CHAPTER 1 INTRODUCTION
1.2 T HESIS O RGANIZATION
The rest of this thesis is organized as follows. At first, the basic knowledge of the embedded silicon ( eCrystal ) [35] oscillator will be described in Chapter 2. Then, we propose an all digital phase locked loop for eCrystal calibration designed in Chapter 3. In Chapter 4, we present an all digital pulse-width control loop with adjustable duty cycle. Finally, Chapter 5 summarizes our work and discusses some design topics in the future.
Chapter 2
THE BASICS OF THE EMBEDDED SILICON OSCILLATOR
Quartz crystal frequency references have long been recognized as the most cost effective method of maintaining frequency accuracy in signals for wireless communications. In consumer communications products, such as cellular telephones and televisions, the cost of the crystal routinely accounts for no more than of 1% of the total material cost of the unit [5].
To meet high integration, low power consumption and low cost for computers of consumers and communication products, an embedded silicon oscillator (eCrystal) [35] is desired to replace existing crystal and external components. In this chapter, the basic knowledge of the embedded silicon oscillator is briefly described.
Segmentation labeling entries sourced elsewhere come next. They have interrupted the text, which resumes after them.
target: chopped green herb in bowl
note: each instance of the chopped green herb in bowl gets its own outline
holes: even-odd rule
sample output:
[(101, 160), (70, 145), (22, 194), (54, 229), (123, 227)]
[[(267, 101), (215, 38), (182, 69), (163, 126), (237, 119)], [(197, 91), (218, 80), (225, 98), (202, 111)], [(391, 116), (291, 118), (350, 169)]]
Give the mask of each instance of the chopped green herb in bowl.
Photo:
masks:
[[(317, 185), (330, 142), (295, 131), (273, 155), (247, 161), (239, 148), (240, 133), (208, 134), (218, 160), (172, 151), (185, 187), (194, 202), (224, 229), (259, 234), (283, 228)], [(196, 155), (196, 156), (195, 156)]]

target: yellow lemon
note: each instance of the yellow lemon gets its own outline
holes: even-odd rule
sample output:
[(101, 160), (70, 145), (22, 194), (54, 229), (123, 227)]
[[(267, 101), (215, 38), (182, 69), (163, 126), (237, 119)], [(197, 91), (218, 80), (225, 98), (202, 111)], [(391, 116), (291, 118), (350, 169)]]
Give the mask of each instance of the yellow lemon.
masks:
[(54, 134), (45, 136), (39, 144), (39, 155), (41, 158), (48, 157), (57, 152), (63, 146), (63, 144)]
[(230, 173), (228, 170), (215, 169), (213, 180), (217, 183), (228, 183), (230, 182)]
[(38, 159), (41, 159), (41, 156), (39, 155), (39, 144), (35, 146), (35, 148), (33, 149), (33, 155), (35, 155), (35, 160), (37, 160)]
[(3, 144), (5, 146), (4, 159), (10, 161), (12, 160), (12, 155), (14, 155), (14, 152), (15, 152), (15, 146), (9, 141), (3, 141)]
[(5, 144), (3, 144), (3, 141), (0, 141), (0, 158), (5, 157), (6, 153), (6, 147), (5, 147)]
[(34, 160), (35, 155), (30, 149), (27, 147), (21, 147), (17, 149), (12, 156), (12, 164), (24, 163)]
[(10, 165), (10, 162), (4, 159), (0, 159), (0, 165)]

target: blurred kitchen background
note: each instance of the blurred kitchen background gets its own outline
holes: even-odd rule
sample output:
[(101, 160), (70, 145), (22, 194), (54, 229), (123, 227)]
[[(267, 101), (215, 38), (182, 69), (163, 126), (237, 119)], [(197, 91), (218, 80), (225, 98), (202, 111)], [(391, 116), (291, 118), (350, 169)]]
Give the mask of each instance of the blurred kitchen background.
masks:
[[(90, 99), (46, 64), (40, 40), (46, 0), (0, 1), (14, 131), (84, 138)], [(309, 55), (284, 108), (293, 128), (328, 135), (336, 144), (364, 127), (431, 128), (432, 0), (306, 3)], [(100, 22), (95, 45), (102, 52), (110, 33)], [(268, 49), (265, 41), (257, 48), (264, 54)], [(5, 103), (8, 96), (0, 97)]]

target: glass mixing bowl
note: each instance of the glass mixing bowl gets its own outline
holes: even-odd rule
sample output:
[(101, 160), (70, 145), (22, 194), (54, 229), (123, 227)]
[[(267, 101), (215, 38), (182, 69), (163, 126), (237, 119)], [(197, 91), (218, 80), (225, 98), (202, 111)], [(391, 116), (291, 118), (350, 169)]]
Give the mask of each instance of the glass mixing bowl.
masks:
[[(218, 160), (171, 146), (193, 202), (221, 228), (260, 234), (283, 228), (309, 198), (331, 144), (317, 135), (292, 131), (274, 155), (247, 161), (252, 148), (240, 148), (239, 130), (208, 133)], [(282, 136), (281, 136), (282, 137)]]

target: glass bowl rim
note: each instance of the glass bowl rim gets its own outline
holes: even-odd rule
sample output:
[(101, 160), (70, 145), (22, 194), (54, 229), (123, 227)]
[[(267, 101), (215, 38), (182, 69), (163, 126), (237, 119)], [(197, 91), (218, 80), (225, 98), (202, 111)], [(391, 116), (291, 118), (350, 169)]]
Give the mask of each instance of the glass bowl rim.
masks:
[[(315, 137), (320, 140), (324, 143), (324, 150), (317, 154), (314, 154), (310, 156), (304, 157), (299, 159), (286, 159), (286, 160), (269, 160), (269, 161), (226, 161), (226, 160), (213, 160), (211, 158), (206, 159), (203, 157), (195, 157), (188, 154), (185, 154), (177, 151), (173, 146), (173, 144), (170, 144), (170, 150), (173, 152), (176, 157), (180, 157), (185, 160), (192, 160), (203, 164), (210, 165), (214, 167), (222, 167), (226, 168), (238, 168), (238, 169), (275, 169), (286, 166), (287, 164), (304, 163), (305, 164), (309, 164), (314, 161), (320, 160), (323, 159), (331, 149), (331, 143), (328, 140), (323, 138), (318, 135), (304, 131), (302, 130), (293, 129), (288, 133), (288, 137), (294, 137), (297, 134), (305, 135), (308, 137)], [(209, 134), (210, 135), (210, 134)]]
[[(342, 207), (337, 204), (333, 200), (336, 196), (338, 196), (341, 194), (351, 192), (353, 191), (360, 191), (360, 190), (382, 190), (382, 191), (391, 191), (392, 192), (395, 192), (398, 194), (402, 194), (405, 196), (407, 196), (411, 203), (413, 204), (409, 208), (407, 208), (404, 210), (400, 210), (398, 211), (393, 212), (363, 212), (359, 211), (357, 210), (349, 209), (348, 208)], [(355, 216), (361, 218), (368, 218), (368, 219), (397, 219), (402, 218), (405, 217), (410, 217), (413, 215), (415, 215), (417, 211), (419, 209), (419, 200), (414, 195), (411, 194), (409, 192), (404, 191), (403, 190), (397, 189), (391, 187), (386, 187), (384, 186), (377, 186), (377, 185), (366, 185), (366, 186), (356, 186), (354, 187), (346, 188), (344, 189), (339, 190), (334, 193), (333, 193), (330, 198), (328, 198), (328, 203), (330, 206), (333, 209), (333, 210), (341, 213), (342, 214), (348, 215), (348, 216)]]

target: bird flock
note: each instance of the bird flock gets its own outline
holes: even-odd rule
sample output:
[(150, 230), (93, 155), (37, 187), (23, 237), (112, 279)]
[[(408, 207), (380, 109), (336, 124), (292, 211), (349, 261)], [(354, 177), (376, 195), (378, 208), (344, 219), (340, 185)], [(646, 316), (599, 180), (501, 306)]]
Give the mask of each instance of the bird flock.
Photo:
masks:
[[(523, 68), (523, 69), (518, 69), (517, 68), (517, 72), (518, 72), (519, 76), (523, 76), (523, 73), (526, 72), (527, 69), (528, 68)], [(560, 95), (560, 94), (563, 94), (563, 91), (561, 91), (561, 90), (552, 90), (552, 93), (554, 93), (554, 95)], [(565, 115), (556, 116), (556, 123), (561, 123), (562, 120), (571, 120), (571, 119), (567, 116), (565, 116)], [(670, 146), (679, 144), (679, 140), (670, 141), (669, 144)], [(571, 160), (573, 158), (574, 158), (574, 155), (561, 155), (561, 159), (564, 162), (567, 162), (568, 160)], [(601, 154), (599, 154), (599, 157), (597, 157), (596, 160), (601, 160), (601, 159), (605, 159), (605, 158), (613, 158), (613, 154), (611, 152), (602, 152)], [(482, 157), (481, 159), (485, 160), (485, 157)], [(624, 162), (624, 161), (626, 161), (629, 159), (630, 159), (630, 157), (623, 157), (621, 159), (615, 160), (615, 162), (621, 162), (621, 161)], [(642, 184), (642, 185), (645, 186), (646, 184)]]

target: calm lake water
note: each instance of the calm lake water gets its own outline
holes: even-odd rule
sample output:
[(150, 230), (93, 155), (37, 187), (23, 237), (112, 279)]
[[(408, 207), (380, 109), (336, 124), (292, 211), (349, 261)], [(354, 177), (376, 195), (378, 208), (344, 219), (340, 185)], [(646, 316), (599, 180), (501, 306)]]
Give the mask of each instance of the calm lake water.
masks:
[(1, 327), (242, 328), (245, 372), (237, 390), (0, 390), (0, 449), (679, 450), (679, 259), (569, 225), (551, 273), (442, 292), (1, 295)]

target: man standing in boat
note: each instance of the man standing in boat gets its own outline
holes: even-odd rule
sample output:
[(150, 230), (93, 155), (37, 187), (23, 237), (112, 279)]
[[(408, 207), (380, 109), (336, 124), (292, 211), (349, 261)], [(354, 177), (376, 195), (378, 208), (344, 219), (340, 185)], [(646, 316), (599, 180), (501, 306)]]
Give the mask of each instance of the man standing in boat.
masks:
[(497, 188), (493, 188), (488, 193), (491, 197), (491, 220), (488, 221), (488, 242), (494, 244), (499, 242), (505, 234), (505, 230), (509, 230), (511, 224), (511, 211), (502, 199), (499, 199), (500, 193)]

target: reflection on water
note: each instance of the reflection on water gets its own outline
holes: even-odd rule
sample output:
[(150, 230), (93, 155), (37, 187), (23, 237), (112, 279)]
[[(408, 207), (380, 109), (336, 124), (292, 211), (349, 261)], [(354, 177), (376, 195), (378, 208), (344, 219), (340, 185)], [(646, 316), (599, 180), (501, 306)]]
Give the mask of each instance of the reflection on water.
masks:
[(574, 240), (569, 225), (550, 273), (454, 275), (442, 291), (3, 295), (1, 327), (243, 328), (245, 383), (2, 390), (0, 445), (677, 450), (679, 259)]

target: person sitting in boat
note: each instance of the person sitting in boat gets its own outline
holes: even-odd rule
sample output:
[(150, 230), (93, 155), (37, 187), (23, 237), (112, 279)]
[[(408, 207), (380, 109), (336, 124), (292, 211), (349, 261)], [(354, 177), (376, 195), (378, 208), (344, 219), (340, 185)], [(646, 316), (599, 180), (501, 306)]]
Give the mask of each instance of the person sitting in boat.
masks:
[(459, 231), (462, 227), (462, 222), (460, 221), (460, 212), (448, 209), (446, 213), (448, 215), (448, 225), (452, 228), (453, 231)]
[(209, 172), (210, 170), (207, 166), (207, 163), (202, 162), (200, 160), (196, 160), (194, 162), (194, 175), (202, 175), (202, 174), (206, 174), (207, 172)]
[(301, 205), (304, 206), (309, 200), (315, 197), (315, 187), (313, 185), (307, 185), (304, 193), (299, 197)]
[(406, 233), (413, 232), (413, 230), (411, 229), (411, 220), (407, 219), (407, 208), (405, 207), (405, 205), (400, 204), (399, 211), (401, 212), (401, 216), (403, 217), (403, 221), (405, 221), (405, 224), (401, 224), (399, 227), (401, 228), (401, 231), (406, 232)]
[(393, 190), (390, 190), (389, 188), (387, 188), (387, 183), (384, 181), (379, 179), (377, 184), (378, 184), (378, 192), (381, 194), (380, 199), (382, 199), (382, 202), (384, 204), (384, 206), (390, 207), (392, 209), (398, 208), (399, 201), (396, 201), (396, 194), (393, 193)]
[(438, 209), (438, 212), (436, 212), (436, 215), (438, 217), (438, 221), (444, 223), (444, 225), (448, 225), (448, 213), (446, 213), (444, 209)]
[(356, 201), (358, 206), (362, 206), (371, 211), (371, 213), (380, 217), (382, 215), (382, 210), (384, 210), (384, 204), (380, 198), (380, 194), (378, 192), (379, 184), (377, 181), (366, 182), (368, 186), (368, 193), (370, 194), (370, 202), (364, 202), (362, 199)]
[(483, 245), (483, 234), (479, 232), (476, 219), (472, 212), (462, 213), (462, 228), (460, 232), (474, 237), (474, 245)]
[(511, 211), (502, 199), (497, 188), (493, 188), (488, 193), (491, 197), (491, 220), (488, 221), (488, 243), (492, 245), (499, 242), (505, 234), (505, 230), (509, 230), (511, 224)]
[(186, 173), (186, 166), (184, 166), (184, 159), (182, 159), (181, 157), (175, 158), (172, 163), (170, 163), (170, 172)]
2.1 Introduction to Embedded Silicon Oscillator
FIG. 1 shows the concept of eCrystal oscillator to replace the external components. By the use of eCrystal oscillator, the external and existing crystal can be eliminated and integrated into a single
function chip. A remote reference tone is used to calibrate the initial frequency offset of clock generator which illustrates in section 3.2. FIG. 2 shows the accuracy of eCrystal system for possible different applications after calibrated.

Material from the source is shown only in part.